While several tool flows exist for enabling P4 on FP-GAs, there is no unified framework and open testbed for P4 on FPGAs. Network researchers who are unfamiliar with hardware programming thus do not have an easy path to hardware development. This paper introduces a P4-enabled FPGA network testbed under the Open Cloud Testbed (OCT) project. We present a small but evolving network testbed with multiple nodes with FPGA as P4-enabled SmartNICs.

This work is supported in part by NSF grant CNS-2130891, CNS-2130907, CNS-1925658, and CNS-1925464.

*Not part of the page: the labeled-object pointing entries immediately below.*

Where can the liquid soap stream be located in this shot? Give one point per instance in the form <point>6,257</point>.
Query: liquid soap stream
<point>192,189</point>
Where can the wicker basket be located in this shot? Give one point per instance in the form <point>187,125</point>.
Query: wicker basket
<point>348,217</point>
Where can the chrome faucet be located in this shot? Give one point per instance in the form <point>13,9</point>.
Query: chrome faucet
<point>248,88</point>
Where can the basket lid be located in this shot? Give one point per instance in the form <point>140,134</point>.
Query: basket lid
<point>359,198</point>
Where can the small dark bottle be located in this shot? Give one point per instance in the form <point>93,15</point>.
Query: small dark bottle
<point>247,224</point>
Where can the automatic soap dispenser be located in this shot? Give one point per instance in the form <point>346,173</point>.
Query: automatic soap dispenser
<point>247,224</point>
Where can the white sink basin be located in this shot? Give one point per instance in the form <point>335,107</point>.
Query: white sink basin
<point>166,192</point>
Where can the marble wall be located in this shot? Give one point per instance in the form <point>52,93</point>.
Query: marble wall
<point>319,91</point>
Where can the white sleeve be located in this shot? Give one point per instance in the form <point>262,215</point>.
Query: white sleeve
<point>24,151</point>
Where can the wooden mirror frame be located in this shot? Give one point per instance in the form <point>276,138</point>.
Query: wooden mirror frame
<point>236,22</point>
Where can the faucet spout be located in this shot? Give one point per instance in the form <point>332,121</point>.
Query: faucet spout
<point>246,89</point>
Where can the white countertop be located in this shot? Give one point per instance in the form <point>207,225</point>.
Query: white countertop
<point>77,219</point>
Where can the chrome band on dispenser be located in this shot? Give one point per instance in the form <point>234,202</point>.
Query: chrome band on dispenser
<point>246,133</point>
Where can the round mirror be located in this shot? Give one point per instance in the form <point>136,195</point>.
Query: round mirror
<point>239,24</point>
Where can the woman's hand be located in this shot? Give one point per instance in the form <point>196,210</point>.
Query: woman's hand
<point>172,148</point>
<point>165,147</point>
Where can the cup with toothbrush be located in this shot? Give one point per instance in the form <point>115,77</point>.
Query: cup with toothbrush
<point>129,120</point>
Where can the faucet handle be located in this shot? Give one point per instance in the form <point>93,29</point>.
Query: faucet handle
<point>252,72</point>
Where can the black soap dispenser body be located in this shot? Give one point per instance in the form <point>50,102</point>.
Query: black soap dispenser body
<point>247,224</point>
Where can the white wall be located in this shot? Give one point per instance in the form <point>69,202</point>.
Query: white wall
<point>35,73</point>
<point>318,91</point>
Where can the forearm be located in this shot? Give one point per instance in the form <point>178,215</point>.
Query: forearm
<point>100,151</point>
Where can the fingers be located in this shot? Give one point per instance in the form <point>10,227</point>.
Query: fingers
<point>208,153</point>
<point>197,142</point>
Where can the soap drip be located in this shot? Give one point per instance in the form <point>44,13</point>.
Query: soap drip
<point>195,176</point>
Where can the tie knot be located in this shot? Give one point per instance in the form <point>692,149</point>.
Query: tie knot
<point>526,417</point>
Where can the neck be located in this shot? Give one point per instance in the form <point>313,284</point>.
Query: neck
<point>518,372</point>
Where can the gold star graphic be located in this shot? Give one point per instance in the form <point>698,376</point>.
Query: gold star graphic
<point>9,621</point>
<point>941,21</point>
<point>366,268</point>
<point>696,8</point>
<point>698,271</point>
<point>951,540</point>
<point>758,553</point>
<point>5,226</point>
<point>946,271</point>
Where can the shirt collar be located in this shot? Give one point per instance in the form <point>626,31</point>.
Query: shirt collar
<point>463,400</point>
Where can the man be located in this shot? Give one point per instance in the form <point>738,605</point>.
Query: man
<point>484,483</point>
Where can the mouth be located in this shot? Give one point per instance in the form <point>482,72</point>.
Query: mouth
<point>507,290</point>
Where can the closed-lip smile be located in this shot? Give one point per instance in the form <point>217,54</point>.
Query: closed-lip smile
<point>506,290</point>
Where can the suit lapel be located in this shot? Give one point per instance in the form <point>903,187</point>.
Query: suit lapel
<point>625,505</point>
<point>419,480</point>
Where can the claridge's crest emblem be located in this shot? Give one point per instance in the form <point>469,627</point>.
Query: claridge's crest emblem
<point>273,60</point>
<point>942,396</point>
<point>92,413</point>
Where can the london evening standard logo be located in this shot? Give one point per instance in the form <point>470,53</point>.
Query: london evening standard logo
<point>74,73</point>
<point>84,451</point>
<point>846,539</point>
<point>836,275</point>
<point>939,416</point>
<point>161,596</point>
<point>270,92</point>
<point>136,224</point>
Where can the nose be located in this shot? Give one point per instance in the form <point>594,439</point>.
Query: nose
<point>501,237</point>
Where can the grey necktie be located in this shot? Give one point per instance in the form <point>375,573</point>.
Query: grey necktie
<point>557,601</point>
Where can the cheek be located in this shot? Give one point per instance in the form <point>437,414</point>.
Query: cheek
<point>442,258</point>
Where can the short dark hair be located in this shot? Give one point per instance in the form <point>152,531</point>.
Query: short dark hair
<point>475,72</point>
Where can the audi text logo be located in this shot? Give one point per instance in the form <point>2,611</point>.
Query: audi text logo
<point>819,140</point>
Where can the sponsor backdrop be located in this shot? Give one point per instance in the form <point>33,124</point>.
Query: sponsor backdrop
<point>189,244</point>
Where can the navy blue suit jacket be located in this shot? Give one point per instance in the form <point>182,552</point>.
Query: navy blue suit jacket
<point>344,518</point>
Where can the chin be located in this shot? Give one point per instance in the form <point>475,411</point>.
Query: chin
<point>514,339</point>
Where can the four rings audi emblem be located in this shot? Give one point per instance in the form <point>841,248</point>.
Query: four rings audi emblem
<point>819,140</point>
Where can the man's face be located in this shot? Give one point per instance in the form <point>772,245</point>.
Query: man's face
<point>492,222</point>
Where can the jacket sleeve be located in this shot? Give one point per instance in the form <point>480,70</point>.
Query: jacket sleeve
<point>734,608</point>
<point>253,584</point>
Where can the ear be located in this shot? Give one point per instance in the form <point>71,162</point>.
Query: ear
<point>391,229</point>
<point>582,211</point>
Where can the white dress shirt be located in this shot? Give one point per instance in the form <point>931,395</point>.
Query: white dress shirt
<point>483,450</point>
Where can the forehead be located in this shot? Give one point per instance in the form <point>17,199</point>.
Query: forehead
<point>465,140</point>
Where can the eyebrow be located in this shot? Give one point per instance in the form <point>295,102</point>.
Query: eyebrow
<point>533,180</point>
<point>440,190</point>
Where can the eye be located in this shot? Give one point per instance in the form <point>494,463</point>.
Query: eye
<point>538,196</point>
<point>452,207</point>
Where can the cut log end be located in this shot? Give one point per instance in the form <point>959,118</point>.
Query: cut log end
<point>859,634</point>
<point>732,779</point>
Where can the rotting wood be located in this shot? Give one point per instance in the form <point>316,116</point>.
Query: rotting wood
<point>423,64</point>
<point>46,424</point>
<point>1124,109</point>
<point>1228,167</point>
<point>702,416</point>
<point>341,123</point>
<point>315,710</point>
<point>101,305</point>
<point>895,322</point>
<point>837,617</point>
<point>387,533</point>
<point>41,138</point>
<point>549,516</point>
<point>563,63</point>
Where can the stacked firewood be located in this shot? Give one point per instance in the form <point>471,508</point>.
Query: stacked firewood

To enable P4 in the OCT testbed, a runtime-reconfigurable framework and toolchain have been explored and tested.

The contributions of the work presented in this paper are:

- Building FPGA-enabled nodes with network connections in OCT for a P4-enabled testbed;
- Exploring and creating FPGA designs for **P4-enabled** FPGA SmartNICs;
- Using FPGA Partial Reconfiguration for **runtimereconfigurable** P4 functions;
- Providing multiple examples as tutorials and demonstrations for the cloud and networking research community.

## II. BACKGROUND AND RELATED WORK

A. Open Cloud Testbed



Fig. 1. Overview of OCT FPGA development and test flow [28]

The Open Cloud Testbed [28] provides a research-oriented experimentation testbed for systems researchers who focus on cloud platforms. Testbeds like OCT deliver the necessary hardware and software with cloud and HPC services to researchers in both the cloud and system communities, enabling more experimental-based research opportunities and directions.

OCT currently consists of a total of 5,172 cores and 63TB of RAM distributed over 237 servers, thanks to the generous donations by industry partner Two Sigma among others. 16 FPGAs, namely AMD/Xilinx's Alveo U280 data center cards with High Bandwidth Memory to support data-heavy tasks,

are currently provided in OCT along with a toolchain that supports the development of bitstreams [14].

Fig. 1 illustrates the development and the target platforms we have created in OCT. For the development platform, AMD/Xilinx development tools are instantiated as part of a virtual machine image in the Massachusetts Open Cloud (MoC). An experimenter specifies their design and uses the provided tools to generate an FPGA bitstream; the output corresponds to the hardware logic along with necessary runtime drivers. This FPGA bitstream with drivers is copied to OCT nodes and loaded onto the FPGAs. The final results are computed on the FPGA nodes and may be sent back to the development nodes. A detailed description of the development workflow and step-by-step tutorials are available [18], [28].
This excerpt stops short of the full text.